Oh, You Women! | |
Director: | John Emerson |
Screenplay: | John Emerson Anita Loos |
Producer: | Adolph Zukor John Emerson Anita Loos |
Starring: | Ernest Truex Joseph Burke Bernard Randall Gaston Glass Louise Huff Betty Wales |
Cinematography: | Jacques Montéran (French Wikipedia) |
Studio: | Famous Players–Lasky Corporation John Emerson & Anita Loos Productions |
Distributor: | Paramount Pictures |
Runtime: | 50 minutes |
Country: | United States |
Language: | Silent (English intertitles) |
Oh, You Women! is a 1919 American silent comedy film directed by John Emerson and written by Emerson and Anita Loos. The film stars Ernest Truex, Joseph Burke, Bernard Randall, Gaston Glass, Louise Huff, and Betty Wales. It was released on May 4, 1919, by Paramount Pictures.[1] [2] Oh, You Women! is currently considered a lost film.[3] The film, that had 5 reels,[4] was "about soldiers returning home from the First World War in 1919".[5]

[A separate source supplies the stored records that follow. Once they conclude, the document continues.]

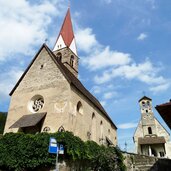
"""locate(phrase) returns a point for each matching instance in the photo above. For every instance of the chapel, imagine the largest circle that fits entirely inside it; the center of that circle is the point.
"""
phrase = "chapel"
(150, 137)
(49, 97)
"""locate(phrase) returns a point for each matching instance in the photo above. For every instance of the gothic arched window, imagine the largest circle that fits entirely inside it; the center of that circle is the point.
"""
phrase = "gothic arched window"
(79, 107)
(61, 129)
(72, 60)
(93, 127)
(59, 56)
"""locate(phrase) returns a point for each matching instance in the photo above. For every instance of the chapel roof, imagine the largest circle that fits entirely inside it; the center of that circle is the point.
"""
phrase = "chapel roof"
(144, 98)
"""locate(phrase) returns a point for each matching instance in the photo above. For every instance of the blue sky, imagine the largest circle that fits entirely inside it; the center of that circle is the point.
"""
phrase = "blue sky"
(124, 50)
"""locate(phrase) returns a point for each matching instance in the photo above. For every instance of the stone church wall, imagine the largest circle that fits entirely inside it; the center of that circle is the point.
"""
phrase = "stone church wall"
(135, 162)
(86, 128)
(45, 79)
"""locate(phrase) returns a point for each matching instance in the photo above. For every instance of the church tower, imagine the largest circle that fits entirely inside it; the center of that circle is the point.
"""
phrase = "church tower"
(150, 137)
(65, 46)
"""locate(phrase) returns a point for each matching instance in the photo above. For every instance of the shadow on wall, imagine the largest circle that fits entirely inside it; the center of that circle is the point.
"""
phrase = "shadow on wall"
(161, 165)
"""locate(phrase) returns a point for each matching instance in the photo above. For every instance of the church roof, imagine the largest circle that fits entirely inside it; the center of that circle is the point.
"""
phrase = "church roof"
(71, 79)
(67, 30)
(151, 140)
(144, 97)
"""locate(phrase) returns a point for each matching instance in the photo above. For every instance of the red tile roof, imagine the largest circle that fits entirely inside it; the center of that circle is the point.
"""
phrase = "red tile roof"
(151, 140)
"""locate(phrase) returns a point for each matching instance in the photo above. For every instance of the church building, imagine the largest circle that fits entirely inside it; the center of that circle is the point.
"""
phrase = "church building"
(50, 98)
(150, 137)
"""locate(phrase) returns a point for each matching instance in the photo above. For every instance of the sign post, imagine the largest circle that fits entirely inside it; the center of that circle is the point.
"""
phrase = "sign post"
(53, 149)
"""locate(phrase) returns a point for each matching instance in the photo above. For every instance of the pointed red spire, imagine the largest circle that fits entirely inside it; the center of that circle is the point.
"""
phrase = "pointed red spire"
(67, 30)
(66, 35)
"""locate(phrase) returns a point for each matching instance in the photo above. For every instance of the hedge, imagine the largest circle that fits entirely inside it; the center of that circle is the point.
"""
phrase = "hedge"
(21, 152)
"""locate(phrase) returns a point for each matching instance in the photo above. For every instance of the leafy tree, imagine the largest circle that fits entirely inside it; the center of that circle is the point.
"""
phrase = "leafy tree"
(22, 152)
(3, 116)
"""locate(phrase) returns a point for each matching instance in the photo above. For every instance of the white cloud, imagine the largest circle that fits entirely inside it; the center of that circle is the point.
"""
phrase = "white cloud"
(103, 103)
(128, 125)
(86, 40)
(104, 57)
(24, 25)
(144, 72)
(96, 89)
(160, 88)
(142, 36)
(114, 64)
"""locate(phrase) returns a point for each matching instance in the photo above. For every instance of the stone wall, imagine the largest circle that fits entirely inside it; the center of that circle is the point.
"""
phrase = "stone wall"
(136, 162)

As described in a film magazine,[6] boy orator Abraham Lincoln Jones (Truex) works in the mayor's office and emulates his namesake, believing that he had a sure accession to the boss's chair. But the war took him away, mussed him up, and shot him back home on sick leave. He finds the home town is not the same. A couple of "Women's Rights" specialists had vested and panted the female populous, while males were minding the babies and doing housework. One young woman retained frills and furbelows, the dreaded dressmaker's daughter. Abe takes hold of the town and young woman and proves himself a man.